On Sat, 16 Jul 2005 15:08:31 +0200
Magnus Holmgren <firstname.lastname@example.org> wrote:
> Pedro Vasconcelos wrote:
> > The optimizations that I made were fairly straightforward: writing short
> > asm routines for 32-bit arithmetic in the hooks provided and placing
> > some critical arrays in the fast IRAM.
> Any idea how much the cosine table is used?

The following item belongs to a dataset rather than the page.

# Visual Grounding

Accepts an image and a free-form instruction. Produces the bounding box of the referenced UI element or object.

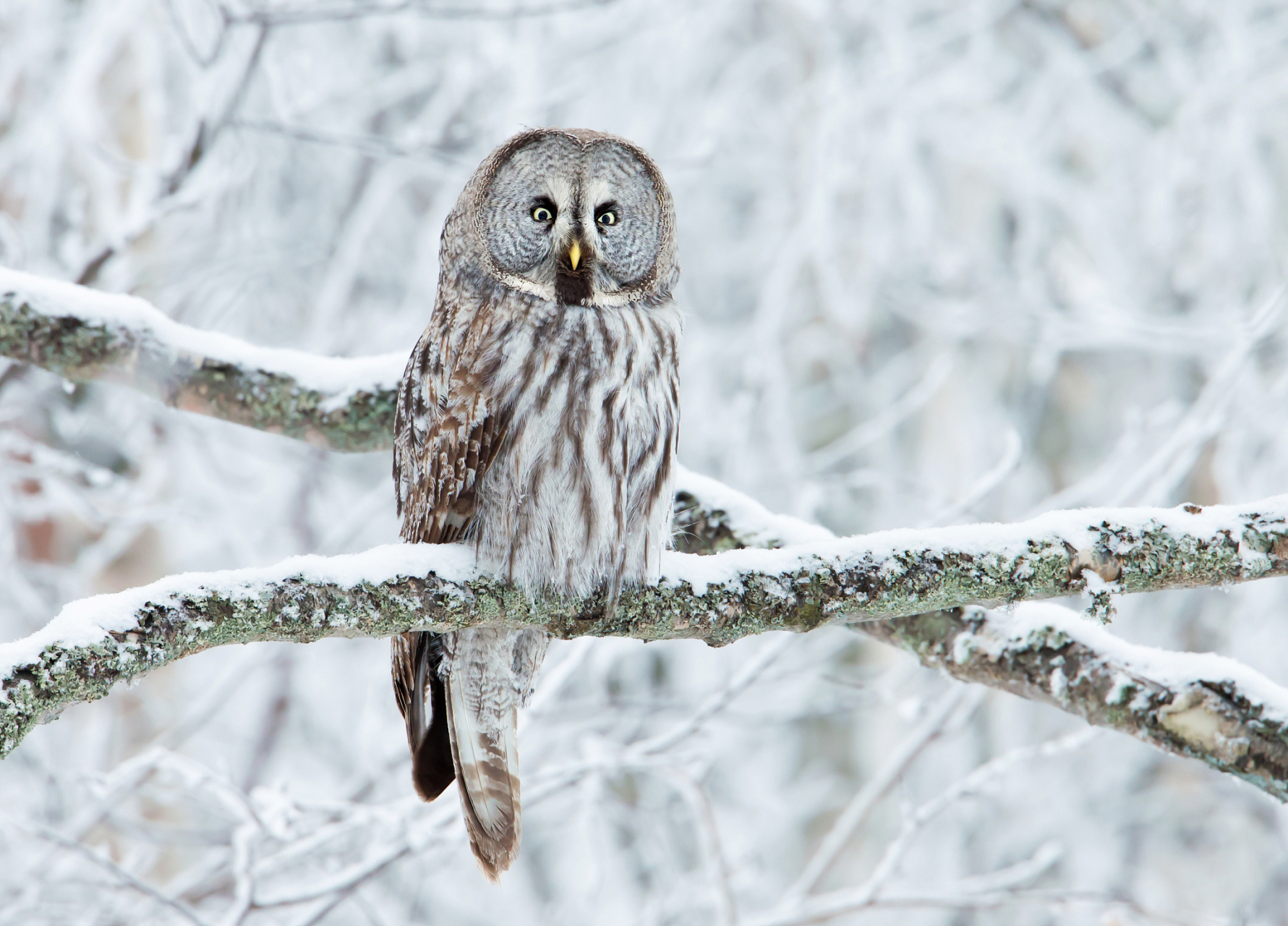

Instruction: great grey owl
[393,129,680,880]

It can be made to fit
> (perhaps by throwing out some of the window lookup tables that aren't
> used anyway), but when I tried that, I didn't notice much of a difference.
I tried keeping the most used stuff in IRAM: the pcm buffer used in
floor synthesis, sine/cosine tables and window lookup tables. Because
space is limited only the most commonly used windows sizes (256 and 2048)
are kept in IRAM (there isn't enough space for all of them anyway).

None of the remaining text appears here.